France, Germany, Italy, appear like geography in an opera bouffe. They are places for English blackguards to go to, and very fit places for them, tenanted as they are by natives clad in outlandish trousers, and bearded and moustachioed like pards. His delineations of Germany, and those pen-and-ink sketches by Richard Doyle in his delightful Brown, Jones and Robinson, made so strong an impression upon an ignorant portion of the public, of which we were, that it was frightened to death in 1871, when it thought of the French armies trampling down poor little Germany. Thackeray looked on Germany, as he did upon the world, with the greedy eye of the caricaturist, and he could not refrain from his grotesque sketches. Of the French he says : “ In their aptitude to swallow, to utter, to enact humbugs, these French people, from Majesty downwards, beat all the other nations of this earth. In looking at these men, their manners, dresses, opinions, politics, actions, history, it is impossible to preserve a grave countenance; instead of having Carlyle to write a History of the French Revolution, I often think it should be handed over to Dickens or Theodore Hook. ... I can hardly bring my mind to fancy that anything is serious in France,— it seems to be all rant, tinsel, and stage-play.”His attitude toward French literature is distorted by lack of sympathy to an astonishing degree.
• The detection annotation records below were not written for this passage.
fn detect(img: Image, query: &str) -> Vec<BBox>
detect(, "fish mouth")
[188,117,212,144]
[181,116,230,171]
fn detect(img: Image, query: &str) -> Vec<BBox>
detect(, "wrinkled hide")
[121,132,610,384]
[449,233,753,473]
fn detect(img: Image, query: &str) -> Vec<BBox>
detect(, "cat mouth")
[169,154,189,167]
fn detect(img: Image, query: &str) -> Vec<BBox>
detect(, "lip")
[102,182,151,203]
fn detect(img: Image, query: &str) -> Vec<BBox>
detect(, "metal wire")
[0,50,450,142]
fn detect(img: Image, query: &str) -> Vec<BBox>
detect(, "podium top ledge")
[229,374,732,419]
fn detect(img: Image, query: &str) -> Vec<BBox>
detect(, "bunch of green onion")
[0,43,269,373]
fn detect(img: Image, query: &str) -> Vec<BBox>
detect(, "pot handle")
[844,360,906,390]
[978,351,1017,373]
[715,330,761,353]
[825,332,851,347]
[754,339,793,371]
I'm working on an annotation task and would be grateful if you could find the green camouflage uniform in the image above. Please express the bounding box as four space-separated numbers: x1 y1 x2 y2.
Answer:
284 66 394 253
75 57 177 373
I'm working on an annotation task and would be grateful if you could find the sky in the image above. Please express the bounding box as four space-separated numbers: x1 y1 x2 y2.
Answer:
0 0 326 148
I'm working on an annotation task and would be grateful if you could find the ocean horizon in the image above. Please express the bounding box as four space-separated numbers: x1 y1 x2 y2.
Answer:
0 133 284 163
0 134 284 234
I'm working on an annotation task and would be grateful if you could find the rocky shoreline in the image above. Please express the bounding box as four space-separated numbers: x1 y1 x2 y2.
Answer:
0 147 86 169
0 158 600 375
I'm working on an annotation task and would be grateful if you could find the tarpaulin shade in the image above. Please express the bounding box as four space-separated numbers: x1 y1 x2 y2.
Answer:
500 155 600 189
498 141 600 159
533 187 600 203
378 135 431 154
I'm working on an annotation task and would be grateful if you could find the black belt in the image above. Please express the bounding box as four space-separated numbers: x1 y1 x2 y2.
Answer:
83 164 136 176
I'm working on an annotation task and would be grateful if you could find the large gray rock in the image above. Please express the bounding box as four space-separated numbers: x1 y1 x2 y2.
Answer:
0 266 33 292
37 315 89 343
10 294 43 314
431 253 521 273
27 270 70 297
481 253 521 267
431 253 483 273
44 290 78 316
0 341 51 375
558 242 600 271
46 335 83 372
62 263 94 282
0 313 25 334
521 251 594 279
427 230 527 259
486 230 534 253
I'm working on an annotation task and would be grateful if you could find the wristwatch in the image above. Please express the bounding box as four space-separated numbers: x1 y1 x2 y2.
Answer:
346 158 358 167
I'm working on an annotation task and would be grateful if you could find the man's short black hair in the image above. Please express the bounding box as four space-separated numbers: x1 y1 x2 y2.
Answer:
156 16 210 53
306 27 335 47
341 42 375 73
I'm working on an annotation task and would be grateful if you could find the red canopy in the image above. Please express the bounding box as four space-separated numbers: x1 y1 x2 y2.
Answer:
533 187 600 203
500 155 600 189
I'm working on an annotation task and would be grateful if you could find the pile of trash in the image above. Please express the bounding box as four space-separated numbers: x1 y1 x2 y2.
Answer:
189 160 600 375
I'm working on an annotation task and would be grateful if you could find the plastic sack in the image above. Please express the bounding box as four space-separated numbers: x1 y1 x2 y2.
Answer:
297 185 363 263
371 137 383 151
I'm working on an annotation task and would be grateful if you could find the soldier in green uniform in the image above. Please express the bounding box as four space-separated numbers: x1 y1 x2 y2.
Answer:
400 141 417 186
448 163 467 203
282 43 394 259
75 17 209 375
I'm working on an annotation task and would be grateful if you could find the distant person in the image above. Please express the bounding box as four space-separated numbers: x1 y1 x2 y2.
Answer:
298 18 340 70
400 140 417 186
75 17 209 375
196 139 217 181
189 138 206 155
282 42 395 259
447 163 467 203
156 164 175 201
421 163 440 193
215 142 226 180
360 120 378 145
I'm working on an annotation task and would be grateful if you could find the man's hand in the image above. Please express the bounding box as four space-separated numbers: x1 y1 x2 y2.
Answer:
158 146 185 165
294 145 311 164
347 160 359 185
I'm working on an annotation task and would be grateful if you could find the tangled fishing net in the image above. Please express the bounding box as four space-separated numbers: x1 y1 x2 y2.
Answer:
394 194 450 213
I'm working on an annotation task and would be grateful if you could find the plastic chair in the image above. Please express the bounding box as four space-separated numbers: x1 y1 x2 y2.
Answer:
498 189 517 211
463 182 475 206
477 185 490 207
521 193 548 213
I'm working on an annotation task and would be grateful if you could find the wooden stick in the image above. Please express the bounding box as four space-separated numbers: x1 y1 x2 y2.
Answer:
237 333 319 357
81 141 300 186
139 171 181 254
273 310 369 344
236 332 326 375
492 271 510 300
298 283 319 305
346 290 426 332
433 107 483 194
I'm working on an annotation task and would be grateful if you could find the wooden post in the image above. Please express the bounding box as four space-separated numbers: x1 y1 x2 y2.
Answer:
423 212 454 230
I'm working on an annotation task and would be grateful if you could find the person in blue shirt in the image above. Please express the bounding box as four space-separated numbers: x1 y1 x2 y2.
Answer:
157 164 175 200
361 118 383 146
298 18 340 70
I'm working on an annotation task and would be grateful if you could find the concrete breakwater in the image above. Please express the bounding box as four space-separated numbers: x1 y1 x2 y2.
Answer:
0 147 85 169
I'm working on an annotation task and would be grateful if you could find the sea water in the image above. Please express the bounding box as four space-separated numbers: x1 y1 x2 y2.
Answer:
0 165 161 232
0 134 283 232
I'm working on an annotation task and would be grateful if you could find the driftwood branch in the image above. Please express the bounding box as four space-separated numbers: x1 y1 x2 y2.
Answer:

Thackeray’s fault was not merely a certain narrowness of mind, but also that he allowed himself to see only the grotesque and disagreeable, until habit and nature combined to blind him to other things.
VI.
Thackeray is not a democrat. Democracy, like many another great and vague social conception, is based upon a fundamental truth, of which truth adherents to the conception are often ignorant, although they brush against it in the dark and unwittingly draw in strength for their belief. The fundamental truth of democracy is that the real pleasures of life are increased by sharing them, — that exclusiveness renders pleasure insipid. One reason why democracy has prevailed so greatly is that everywhere, patent to everybody, in the simplest family life, there is proof of this truth. A man amuses himself skipping stones : the occupation has a pleasure hardly to be detected ; with a wife it is interesting, with children it becomes exciting. Every new sharer adds to the father’s stock of delight, so that at last he lies awake on winter nights thinking of the summer’s pleasure. With a slight application of logic, democrats have struggled, and continually do struggle, to break down all the bastions, walls, fences, and demilunes that time, prejudice, and ignorance have erected between men. They wish to have a ready channel from man to man, through which the emotional floods of life can pour;
Have dream’d [that] human hearts might blend
In one, and were through faith released
From isolation without end.”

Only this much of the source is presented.